Directional Derivative of Softmax

101 Views Asked by At

I'm trying to solve an exercise about computing derivatives with softmax, but I'm somehow stuck.

I have a deep neural network $f(W,x)$, where $W$ are the weights, and I have a fixed weight-vector $\vec W = \nabla_W \frac 1 2 \| f(W,x_i)-y\|$. Note that here $x_i$ is a fixed point. Assuming that $\sigma$ is the softmax function, the final output of my network will be $\sigma(f(W,x))$.
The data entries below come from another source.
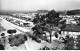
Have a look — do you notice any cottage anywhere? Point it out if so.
[61,24,80,35]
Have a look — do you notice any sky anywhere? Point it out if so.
[0,0,80,11]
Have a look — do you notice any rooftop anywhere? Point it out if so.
[62,24,80,32]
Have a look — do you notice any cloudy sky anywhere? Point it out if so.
[0,0,80,11]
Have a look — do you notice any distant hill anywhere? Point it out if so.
[66,9,80,15]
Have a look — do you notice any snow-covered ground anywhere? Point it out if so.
[0,15,64,50]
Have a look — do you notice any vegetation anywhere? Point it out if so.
[32,10,66,43]
[8,34,27,46]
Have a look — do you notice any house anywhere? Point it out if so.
[61,24,80,35]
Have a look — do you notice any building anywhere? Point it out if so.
[61,24,80,35]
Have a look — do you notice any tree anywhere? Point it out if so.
[32,10,65,43]
[8,34,27,46]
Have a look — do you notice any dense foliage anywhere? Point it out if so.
[32,10,66,42]
[8,34,27,46]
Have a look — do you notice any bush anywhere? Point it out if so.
[8,34,27,46]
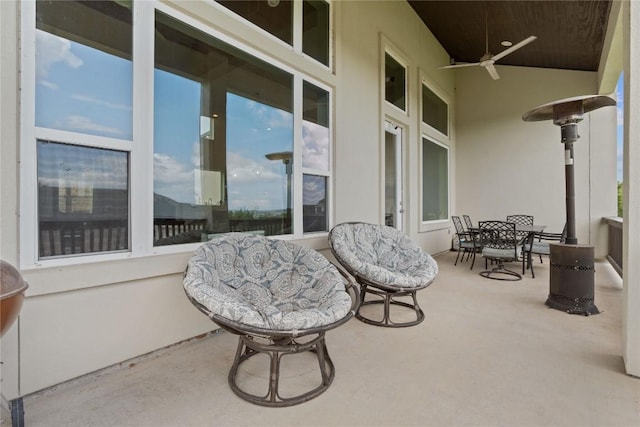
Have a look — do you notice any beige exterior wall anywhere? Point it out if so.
[0,1,628,398]
[453,66,617,258]
[0,1,454,398]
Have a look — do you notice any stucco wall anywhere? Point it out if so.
[0,1,454,398]
[454,66,616,257]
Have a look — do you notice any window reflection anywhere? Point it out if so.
[422,138,449,221]
[302,82,329,171]
[302,175,329,233]
[384,53,406,111]
[35,1,133,140]
[154,12,293,245]
[422,85,449,135]
[216,0,293,45]
[38,141,129,258]
[302,0,329,66]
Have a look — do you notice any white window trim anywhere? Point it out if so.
[418,70,454,232]
[418,70,453,141]
[379,33,413,121]
[419,133,451,232]
[19,1,335,269]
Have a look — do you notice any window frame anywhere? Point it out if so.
[380,49,412,116]
[215,0,335,72]
[418,70,454,232]
[19,1,335,268]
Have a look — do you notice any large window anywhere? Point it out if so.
[216,0,331,66]
[153,13,294,245]
[422,84,449,136]
[34,1,133,258]
[22,0,331,262]
[422,138,449,221]
[420,78,450,223]
[384,52,407,111]
[302,82,330,232]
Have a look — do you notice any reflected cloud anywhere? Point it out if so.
[36,30,83,80]
[71,94,132,111]
[227,151,284,183]
[64,115,122,135]
[302,121,329,170]
[38,143,128,190]
[302,175,327,205]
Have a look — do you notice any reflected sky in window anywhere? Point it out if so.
[35,30,133,140]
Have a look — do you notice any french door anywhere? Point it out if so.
[384,121,404,231]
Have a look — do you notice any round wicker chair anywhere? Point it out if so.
[329,222,438,327]
[184,233,359,406]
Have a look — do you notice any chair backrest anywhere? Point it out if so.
[462,215,473,230]
[183,233,352,330]
[451,216,464,236]
[507,215,533,225]
[329,222,438,287]
[478,221,519,259]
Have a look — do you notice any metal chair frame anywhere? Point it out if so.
[478,221,522,281]
[185,258,360,407]
[329,222,435,328]
[451,216,480,270]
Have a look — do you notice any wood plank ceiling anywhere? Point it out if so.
[408,0,611,71]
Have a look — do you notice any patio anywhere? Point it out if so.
[11,252,640,427]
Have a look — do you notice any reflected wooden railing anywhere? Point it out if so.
[38,218,291,258]
[604,217,624,277]
[38,219,129,258]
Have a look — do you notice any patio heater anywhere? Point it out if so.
[522,95,616,316]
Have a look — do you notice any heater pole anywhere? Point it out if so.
[560,122,580,245]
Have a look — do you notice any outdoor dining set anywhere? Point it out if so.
[451,214,566,281]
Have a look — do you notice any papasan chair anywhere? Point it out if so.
[329,222,438,327]
[184,233,359,406]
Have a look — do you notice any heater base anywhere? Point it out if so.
[545,243,600,316]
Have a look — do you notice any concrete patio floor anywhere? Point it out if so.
[3,252,640,427]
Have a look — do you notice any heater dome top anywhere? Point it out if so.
[522,95,616,122]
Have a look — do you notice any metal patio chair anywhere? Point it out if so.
[451,216,480,270]
[329,222,438,327]
[184,233,359,406]
[478,221,522,281]
[522,224,567,277]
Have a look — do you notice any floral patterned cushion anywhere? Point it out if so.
[184,233,351,331]
[329,222,438,289]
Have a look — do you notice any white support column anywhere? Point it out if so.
[622,1,640,377]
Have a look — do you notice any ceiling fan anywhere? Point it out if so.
[438,15,537,80]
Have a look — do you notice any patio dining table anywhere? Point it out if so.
[469,223,547,273]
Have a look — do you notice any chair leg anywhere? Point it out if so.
[480,261,522,281]
[355,285,425,328]
[228,332,335,407]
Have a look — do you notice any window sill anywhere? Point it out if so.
[21,233,328,297]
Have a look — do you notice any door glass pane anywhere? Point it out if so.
[384,132,398,227]
[384,53,406,111]
[422,85,449,136]
[302,82,329,171]
[302,175,329,233]
[302,0,329,66]
[35,1,133,140]
[37,141,129,258]
[422,138,449,221]
[216,0,293,45]
[153,12,293,245]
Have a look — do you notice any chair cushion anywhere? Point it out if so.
[482,246,522,260]
[525,241,551,255]
[184,233,351,331]
[330,223,438,289]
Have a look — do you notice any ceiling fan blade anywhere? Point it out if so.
[483,63,500,80]
[491,36,537,61]
[438,62,480,69]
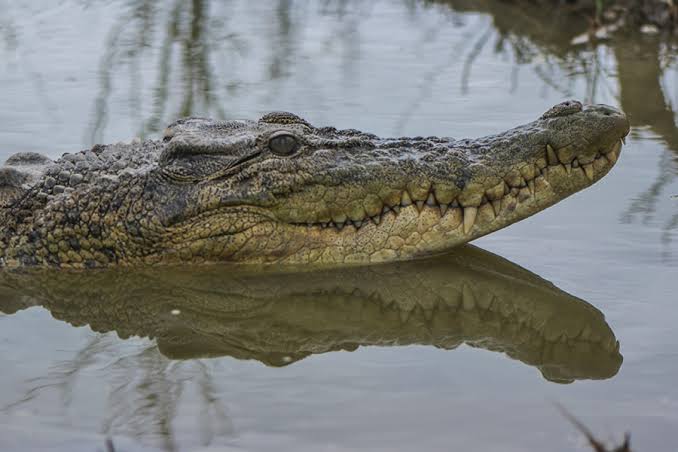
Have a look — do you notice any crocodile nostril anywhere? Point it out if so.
[541,100,583,119]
I have to compute the norm of the following derivative:

$$\partial_{\vec W} (\sigma(f(W,x_i) - \sigma(f(W,x_i+r))$$

Where $r$ is a very small vector. Is there a formula which allows me to compute the following?

What I'm doing is the following, but I'm somehow stuck:

$\partial_{\vec W} (\sigma(f(W,x) - \sigma(f(W,x+r)) \approx \partial_{\vec W}(\langle \nabla_x \sigma(f(W,x),r\rangle) = \langle \vec W,\nabla_{\vec W}(\langle\nabla_x\sigma(f(w,x),r\rangle)\rangle =$

$\sum_i r_i \langle \nabla_{\vec W} \sigma (f(W,x),\partial_{x_i}\nabla_{\vec W} \sigma (f(W,x) \rangle. \ \ \ $(1)

I thought about proceeding using Cauchy Schwarz both on the norm and on the expected value but I'm not sure on how to keep going,

How can I estimate the norm of (1)? Thank you, I'd really appreciate it!